Gustavo Ferrín

Personal information
- Full name: Gustavo Antonio Ferrín Rodríguez
- Date of birth: 1 May 1959 (age 67)
- Place of birth: Montevideo, Uruguay

Team information
- Current team: Liverpool Montevideo (youth supervisor)

Managerial career
- Years: Team
- Uruguay U17
- 2004–2005: Uruguay U20
- 2006: Uruguay (caretaker)
- 2009: Sport Áncash
- 2009–2010: Defensor Sporting
- 2010–2011: Peru U20
- 2012–2013: Angola
- 2016: Cerro
- 2017: Fénix
- 2020: Liverpool Montevideo (interim)
- 2021: Liverpool Montevideo (interim)
- 2024: Liverpool Montevideo (interim)
- 2026: Liverpool Montevideo (interim)

= Gustavo Ferrín =

Uruguayan football manager (born 1959)

Gustavo Antonio Ferrín Rodríguez is a Uruguayan football manager. He is the current youth supervisor of Liverpool Montevideo.

==Coaching career==
He qualified the Uruguay U20 national team to the FIFA U-20 World Cup after 8 years.

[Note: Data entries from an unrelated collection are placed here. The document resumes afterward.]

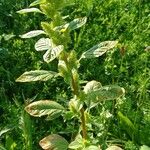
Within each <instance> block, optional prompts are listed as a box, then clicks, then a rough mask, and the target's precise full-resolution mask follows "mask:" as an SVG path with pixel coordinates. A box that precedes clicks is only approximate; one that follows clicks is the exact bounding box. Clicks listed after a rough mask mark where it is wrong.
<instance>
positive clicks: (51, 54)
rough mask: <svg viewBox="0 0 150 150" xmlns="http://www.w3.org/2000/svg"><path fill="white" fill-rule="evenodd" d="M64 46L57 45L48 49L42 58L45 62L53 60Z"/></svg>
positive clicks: (61, 50) (63, 47)
mask: <svg viewBox="0 0 150 150" xmlns="http://www.w3.org/2000/svg"><path fill="white" fill-rule="evenodd" d="M63 49H64V46H63V45H59V46H56V47H54V48H52V49H49V50H48V51H47V52H46V53H45V54H44V55H43V59H44V61H45V62H47V63H49V62H51V61H53V60H54V59H55V58H57V57H58V56H59V54H60V53H61V52H62V51H63Z"/></svg>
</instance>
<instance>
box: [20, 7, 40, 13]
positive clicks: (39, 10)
mask: <svg viewBox="0 0 150 150" xmlns="http://www.w3.org/2000/svg"><path fill="white" fill-rule="evenodd" d="M31 12H37V13H42V12H41V11H40V10H39V9H38V8H26V9H22V10H19V11H17V13H19V14H25V13H31Z"/></svg>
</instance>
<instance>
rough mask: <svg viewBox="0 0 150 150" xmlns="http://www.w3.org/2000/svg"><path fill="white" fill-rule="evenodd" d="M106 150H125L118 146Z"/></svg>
mask: <svg viewBox="0 0 150 150" xmlns="http://www.w3.org/2000/svg"><path fill="white" fill-rule="evenodd" d="M106 150H123V149H122V148H120V147H118V146H115V145H113V146H110V147H108V148H107V149H106Z"/></svg>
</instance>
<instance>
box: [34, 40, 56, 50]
mask: <svg viewBox="0 0 150 150" xmlns="http://www.w3.org/2000/svg"><path fill="white" fill-rule="evenodd" d="M54 46H55V45H54V43H53V41H52V39H49V38H41V39H39V40H38V41H37V42H36V43H35V46H34V47H35V49H36V50H37V51H45V50H48V49H51V48H53V47H54Z"/></svg>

In April 2010, he was appointed to manage the Peru national under-20 football team with preparation for 2011 South American Youth Championship.

In July 2012, he was selected manager for the Angolan national team, leaving the role in October 2013.

In 2017, Ferrín was the manager of Centro Atlético Fénix.